Creamy Lemon and White Chocolate + Hoegaarden


Creamy Lemon

&White Chocolate

panna cotta
with caramelized banana, coriander and vanilla

(12 servings)
(Created by Alexandre Bourdeaux

- Technical advisor - CHOCOLATE ACADEMY™ centre Belgium

& Charles Nouwen - Zythologist - AB InBev





380 g milk
4p. lemon zest
60 g gelatin (rehydrated)
200 g white chocolate
380 g half whipped cream





Caramelized banana with vanilla and coriander


4 sliced bananas
400 g sugar
200 g cream
1 b. scraped vanilla bean
2 teaspoon of ground coriander

Food pairing
Wheat beer + white chocolate = a perfect marriage of flavors. This dessert has a balance that ideally reflects the characteristics of the beer. White chocolate, soft and creamy, plus lemon and ground coriander seeds are a clear reflection of Hoegaarden. The delicate notes of banana appear in the beer in a more straightforward manner, yet the overall taste remains fresh and balanced.
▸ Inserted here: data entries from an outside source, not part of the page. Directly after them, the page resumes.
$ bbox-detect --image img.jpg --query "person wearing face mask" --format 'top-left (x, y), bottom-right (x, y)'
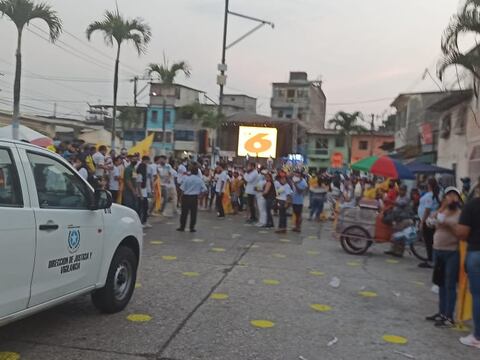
top-left (122, 158), bottom-right (139, 211)
top-left (292, 170), bottom-right (308, 232)
top-left (426, 186), bottom-right (461, 328)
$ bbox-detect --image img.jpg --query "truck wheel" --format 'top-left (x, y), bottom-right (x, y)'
top-left (92, 246), bottom-right (138, 314)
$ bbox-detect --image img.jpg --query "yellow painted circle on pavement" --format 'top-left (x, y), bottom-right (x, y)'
top-left (250, 320), bottom-right (275, 329)
top-left (382, 335), bottom-right (408, 345)
top-left (347, 261), bottom-right (362, 266)
top-left (127, 314), bottom-right (152, 322)
top-left (310, 271), bottom-right (325, 276)
top-left (385, 259), bottom-right (400, 264)
top-left (310, 304), bottom-right (332, 312)
top-left (0, 351), bottom-right (20, 360)
top-left (182, 271), bottom-right (200, 277)
top-left (210, 293), bottom-right (228, 300)
top-left (263, 279), bottom-right (280, 285)
top-left (452, 324), bottom-right (470, 332)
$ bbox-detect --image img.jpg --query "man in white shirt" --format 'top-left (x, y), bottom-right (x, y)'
top-left (108, 157), bottom-right (123, 202)
top-left (243, 163), bottom-right (258, 224)
top-left (92, 145), bottom-right (107, 178)
top-left (215, 163), bottom-right (230, 219)
top-left (154, 155), bottom-right (174, 213)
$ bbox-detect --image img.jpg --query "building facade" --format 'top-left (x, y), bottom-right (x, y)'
top-left (351, 133), bottom-right (395, 163)
top-left (306, 128), bottom-right (348, 171)
top-left (270, 72), bottom-right (327, 128)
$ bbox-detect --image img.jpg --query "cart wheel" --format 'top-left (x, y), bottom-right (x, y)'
top-left (340, 225), bottom-right (373, 255)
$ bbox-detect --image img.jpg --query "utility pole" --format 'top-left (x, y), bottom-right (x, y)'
top-left (212, 0), bottom-right (275, 164)
top-left (162, 97), bottom-right (167, 155)
top-left (370, 114), bottom-right (375, 156)
top-left (130, 76), bottom-right (138, 107)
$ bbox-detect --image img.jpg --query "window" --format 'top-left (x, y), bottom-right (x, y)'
top-left (335, 136), bottom-right (345, 147)
top-left (315, 138), bottom-right (328, 155)
top-left (315, 139), bottom-right (328, 149)
top-left (0, 149), bottom-right (23, 207)
top-left (358, 140), bottom-right (368, 150)
top-left (152, 110), bottom-right (158, 122)
top-left (148, 131), bottom-right (163, 142)
top-left (163, 111), bottom-right (171, 124)
top-left (27, 152), bottom-right (91, 210)
top-left (175, 130), bottom-right (195, 141)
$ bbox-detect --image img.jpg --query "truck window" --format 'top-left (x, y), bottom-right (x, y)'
top-left (0, 148), bottom-right (23, 207)
top-left (27, 152), bottom-right (90, 210)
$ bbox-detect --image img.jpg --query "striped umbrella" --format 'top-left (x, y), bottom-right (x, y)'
top-left (351, 156), bottom-right (415, 180)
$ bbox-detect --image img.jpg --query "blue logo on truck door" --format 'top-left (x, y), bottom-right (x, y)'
top-left (67, 229), bottom-right (80, 254)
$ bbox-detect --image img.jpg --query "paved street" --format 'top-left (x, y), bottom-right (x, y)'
top-left (0, 212), bottom-right (478, 360)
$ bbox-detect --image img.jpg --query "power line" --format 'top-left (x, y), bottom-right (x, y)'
top-left (63, 28), bottom-right (142, 73)
top-left (26, 25), bottom-right (112, 71)
top-left (0, 58), bottom-right (102, 98)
Boil the milk, remove from heat and add the lemon peel. Let it steep. Melt the white chocolate, mix in the gelatin and emulsify. When it reaches 35°C, add the cream. Pour into individual glasses and allow it to set by cooling
down in the fridge.





Boil the cream with vanilla and coriander. Make a dry caramel with the sugar,
deglaze with the cream and add the banana slices. Cook until the banana is soft, but has maintained its shape.